Rewarding Manufacturing Plant Employee Performance – Part 1

So…just how do you go about recognizing good performance among factory employees? You know you should do it, you know you need to do it, so why are we so bad as manufacturing leaders in doing it well?

Virtually all companies go to some effort to give a bonus, however small, to the troops at Christmas time. These are corporate devices and the only thing you have to do to get your turkey or gift certificate is to be an employee. This is not a celebration of victory (unless you are celebrating simply staying in business for another year). It is a bonus.

Now that’s cool. Really. We believe that the holiday season is a perfect time for passing out bonuses to everyone. Most people appreciate the bonus, even you, but it doesn’t come from you. It comes from your handy-dandy corporate office and your only involvement is to have your personnel guy distribute the envelopes. Not really what you would call coming from the heart or a great way to engage with the folks that really do all the work. No, we are talking about celebrating achievement by individuals, teams, and the entire plant. These achievements can happen any day of the year, not just at the holidays.
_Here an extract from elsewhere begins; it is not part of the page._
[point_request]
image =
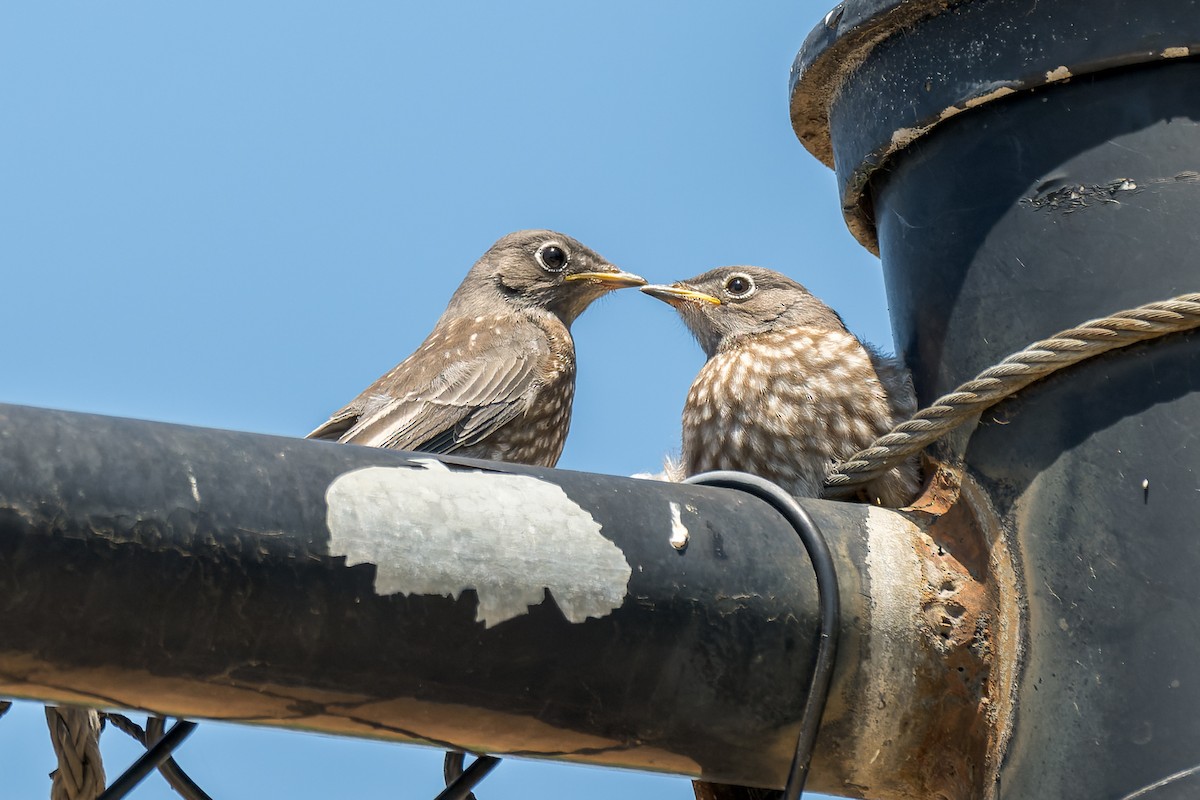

Before we delve into ways to successfully reward employee performance, let’s first cover off the bad ways to recognize achievement. Sadly, these are all too common.

How NOT to Recognize Employee Achievements

We’ve have seen plenty of bad ways for factory management to celebrate good performance. Here are just a few:

Employee of the Month:  So, you have a factory with say, 200 hourly employees and 25 salaried, non-exempt folks, and you have one “Employee of the Month”? Aarrgghhh! You might as well pass out 224 notes that say “you suck!” Recognizing one employee benefits one person. In effect, you are saying that 224 people made no contribution to your factory. You know that isn’t true unless you have a really bad culture.

One Month of Preferred Parking: See Employee of the Month. We have seen the Employee of the Month parking space perpetually vacant after it became known as the “my car gets keyed” parking space.

Committee Awards: We inflicted this one upon ourselves. We had what we thought was a great idea. It was decided to have people nominate outstanding employees from the plant floor and have a committee determine the winners, and we avoided the Employee of the Month problem with multiple awards. The committee consisted of the plant manager, assistant plant manager, maintenance manager, a supervisor or two, and the plant personnel manager. There were cool prizes, and we started off very pleased with ourselves. The whole thing lasted about three months and crashed with a resounding thud. There weren’t many nominations, and it seemed that the few we had were the same, three people every month. The committee meetings were also painfully long and involved. We remembered one key principle to recognizing people: don’t make them determine who should be recognized. Do it yourself, and leave the committees for something else.

The Catalog: These awards, unfortunately, are very popular in the corporate world. At least they are popular with some managers because they don’t have to do anything — a catalog company does all the work. That is also some catalogue company that never met a single employee who works with you. Most commonly, the catalogue awards are used to recognize length of service. You have a catalogue with clocks, money clips, watches, and other impersonal “gifts,” and the employee gets to pick out what they want – the longer the service, the bigger the gift. Maybe somebody out there wants a catalogue company to mail an employee (some weeks later) a mantle clock for thirty years of service. Us? We would prefer to hand the employee an engraved watch as the rest of the plant looks on. Be personal, be real.

Any reward or recognition that removes you, the manager, from the process is bad. Yes, you are busy. But is there anything more important than your people? We think not. We hope you aren’t, but you might be asking right now, “Why do I need to recognize and reward people?” If you are new to management, we will forgive you the question and provide you an answer. It’s about motivation. Motivated people are odds on to excel. They contribute to the bottom line over and above their salary. They are happy and are a joy to lead. Motivated people also make your life easier, so let’s go motivate ‘em.

Hold on there just a minute, cowboy, you can’t do it. Huh? You say, “What about all those books about motivating people I’ve been reading?” We say – throw those books away. YOU cannot motivate people. People can motivate only themselves. Your job, Mr. Manager, is to build a culture in which people are more likely to be self-motivated.

“All motivation is self-motivation. Your family, your boss, or your co-workers can try to get your engine going, but until you decide what to accomplish, nothing will happen.” ~ Seth Godin

So while you can’t motivate people, you surely as a manager can de-motivate them. Celebrating victories large and small is part of the culture which encourages self-motivation. Not celebrating them (or doing it badly) will de-motivate your people. You can count on it.